Das selbständige Beweisverfahren dient im Fall des § 485 Abs. 1 ZPO der Abwehr eines dem Antragsteller drohenden Rechtsnachteils durch den zu befürchtenden Verlust eines Beweismittels, in dem hier vorliegenden Fall des § 485 Abs. 2 ZPO unabhängig von einem solchen Sicherungsbedürfnis der Vorbereitung einer gütlichen Einigung und damit der Vermeidung von Rechtsstreitigkeiten, bei denen in erster Linie über tatsächliche Fragen gestritten wird.

Diese Ziele lassen sich mit einem durch die Wohnungseigentümergemeinschaft zur Vorbereitung einer anstehenden Instandsetzungsmaßnahme oder zur Abschätzung ihrer Erforderlichkeit eingeholten Gutachten nicht gleichermaßen erreichen. Ein solches Privatgutachten dürfte in einem Prozess nicht als ein Beweismittel im Sinne der §§ 355 ff.
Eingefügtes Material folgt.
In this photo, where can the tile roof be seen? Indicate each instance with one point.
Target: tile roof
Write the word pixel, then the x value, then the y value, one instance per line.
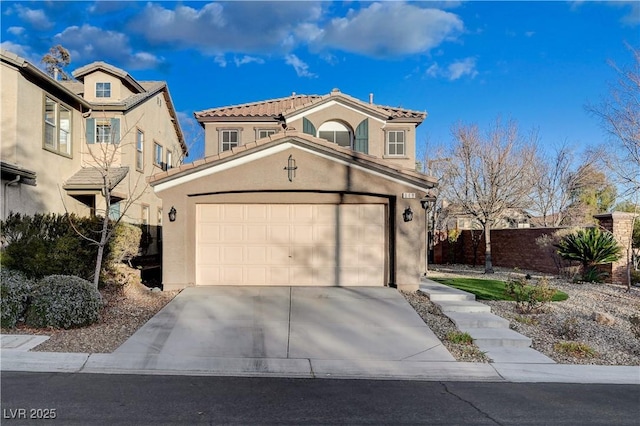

ZPO, sondern nur als urkundlich belegter Parteivortrag gewürdigt werden.

Mit der Durchführung des selbständigen Beweisverfahrens wird die Entscheidungsbefugnis der Wohnungseigentümer hinsichtlich der Maßnahme selbst nicht beeinträchtigt, da eine gerichtliche Entscheidung über das „ob“ und „wie“ der Durchführung der Mangelbeseitigung anders als im Falle einer von dem Wohnungseigentümer erhobenen Leistungsklage nach § 21 Abs. 4 WEG - für die das Vorbefassungsgebot auch nach Durchführung des selbständigen Beweisverfahren gilt - nicht ergeht.

Eine Kostenentscheidung ergeht grundsätzlich nicht; die Kosten des selbständigen Beweisverfahrens sind vielmehr Kosten des anschließenden Rechtsstreits (vgl. BGH, Urteil vom 10. Oktober 2017 - VI ZR 520/16; Senat, Beschluss vom 8. Oktober 2009 - V ZB 84/09, NJW-RR 2010, 233 Rn. 13 mwN). Einen solchen Rechtsstreit können die übrigen Wohnungseigentümer vermeiden, indem sie eine nach der Beweisaufnahme erforderliche Maßnahme rechtzeitig umsetzen. Kommt es nicht zu einem Hauptsacheverfahren, können sie etwaige, ihnen in dem selbständigen Beweisverfahren entstandene außergerichtliche Kosten, z.B. für die Vertretung durch einen Rechtsanwalt, unter den Voraussetzungen des § 494a Abs. 2 Satz 1 ZPO, d.h. nach Ablauf der Frist für die gerichtlich angeordnete Klageerhebung, von dem Antragsteller erstattet verlangen.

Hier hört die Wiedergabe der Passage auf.